On ne veut jamais que son destin.
L'habitude est une somnolence, ou tout au moins un affaiblissement de la conscience du temps.
Est vrai ce qui convient à l'homme. En lui, toute la nature est concentrée, lui seul a été créé dans toute la nature, et toute la nature n'est faite que pour lui. Il est la mesure des choses, et son salut est le critère de la vérité.
Rien n'est plus douloureux que lorsque la partie animale, organique de nous-même, nous empêche de servir la raison.
Car lorsque les yeux parlent, ils tutoient, lors même que les lèvres n'ont pas encore prononcé un vous.
Il y a deux routes qui mènent à la vie. L'une est la route ordinaire, directe et honnête. L'autre est dangereuse, elle prend le chemin de la mort, et c'est la route géniale.
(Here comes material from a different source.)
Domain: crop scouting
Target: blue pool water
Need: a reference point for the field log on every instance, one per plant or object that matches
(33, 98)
On dit que l'attente est toujours longue. Mais elle est aussi bien ou même plus exactement courte, parce qu'elle dévore des quantités de temps, sans qu'on les vive, ni les utilise pour elles-mêmes.
Bien écrire, c'est déjà presque bien penser, et il n'y a pas loin de là jusqu'à bien agir.
Toute civilisation et tout perfectionnement moral sont issus de l'esprit de la littérature, qui est l'âme de la dignité humaine et qui est identique à l'esprit de la politique.
Cette paix consistait, lorsqu'on l'obtenait, en un émoussement complet de la vie personnelle, elle vous réduisait à n'être plus qu'un simple instrument c'était la paix du cimetière.